In just 16 weeks I had lost four per cent body fat, put on five kilograms of lean muscle, become more flexible and more powerful, and I was running with better form. However, the real test was yet to come. Without the big miles in my legs, would I be faster over the punishing marathon distance?
Berlin’s flat, wide boulevards were perfect for my purposes and, swept along by the crowds and the buzz, the first half of the race felt so easy I had to keep checking my watch to make sure I wasn’t running too slowly. Mile 15 was the first big test – this is where I normally start to tighten up and hunch over. I cruised past the mile marker still bolt upright, still landing on my forefeet and still feeling good. Miles 18 and 20 came and went without my hitting the wall and, while I was knocked down not once but twice in the last five miles (stay on the pavement, spectators), I still crossed the finish line in 3:46. This wasn’t just a new PB, but a new PB by 15 minutes, which, even over 26.2 miles is significant.
Later on, I crunched some numbers. My usual mileage count in marathon training is somewhere between 550 and 630, and I’ll train an average of 12 hours per week. For the Berlin Marathon, I spent roughly six hours a week training and my mileage total was only 176 – around 30 per cent of my usual. And my longest run? Thirteen miles, once.
So does this mean that everyone should abandon their long, slow runs and head for the gym? Well, there are no absolutes in running, but what I can say without hesitation is that the positives to come out of my experiment are manifold. The structure and type of exercise suited a slightly crocked runner like me. Rather than wear me out over the course of the 16 weeks, it made me stronger and more energetic. It not only led to a huge, confidence-boosting PB, but also gave me a body that is now much more fit for purpose with regard to the rigours of endurance training.

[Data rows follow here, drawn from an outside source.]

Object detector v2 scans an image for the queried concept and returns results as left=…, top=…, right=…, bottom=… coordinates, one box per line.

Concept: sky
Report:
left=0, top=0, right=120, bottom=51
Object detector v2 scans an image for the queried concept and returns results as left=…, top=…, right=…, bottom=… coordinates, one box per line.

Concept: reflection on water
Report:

On the flip side, there’ll be plenty of runners reading this who’ve been doing high-mileage training for years without a problem, and that’s just fine – don’t fix what isn’t broken. What’s more, I have to admit that while the change of focus was initially exhilarating and I loved getting my teeth (or, rather, quads) into something a bit different, I did find myself missing my running. It felt like putting on a much-loved old pair of slippers when I first went back to a couple of medium-length, medium-paced trots and had the time and space to relax, let my thoughts drift and feel the wind on my face.

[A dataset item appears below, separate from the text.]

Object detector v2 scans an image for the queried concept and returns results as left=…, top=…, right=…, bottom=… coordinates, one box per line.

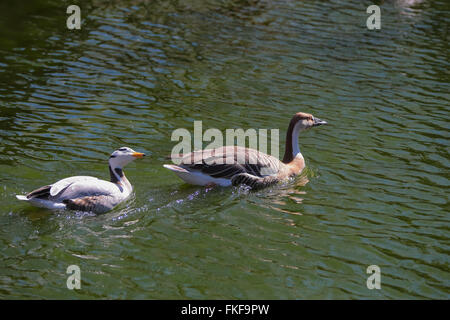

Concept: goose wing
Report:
left=175, top=146, right=284, bottom=179
left=50, top=176, right=122, bottom=201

If you’re struggling with chronic injuries, are desperately short of training time, psychologically drained from accumulated marathon mileage or simply hell-bent on PB glory, I recommend making CrossFit Endurance part of your schedule. Elements of it are certainly going to stay part of my training, and not just for the obvious physical reasons. Along with a stronger body and a new PB, I got another huge pay-off from my CrossFit experiment: I was reminded of the real reason I got hooked on our sport in the first place – the pure love of running.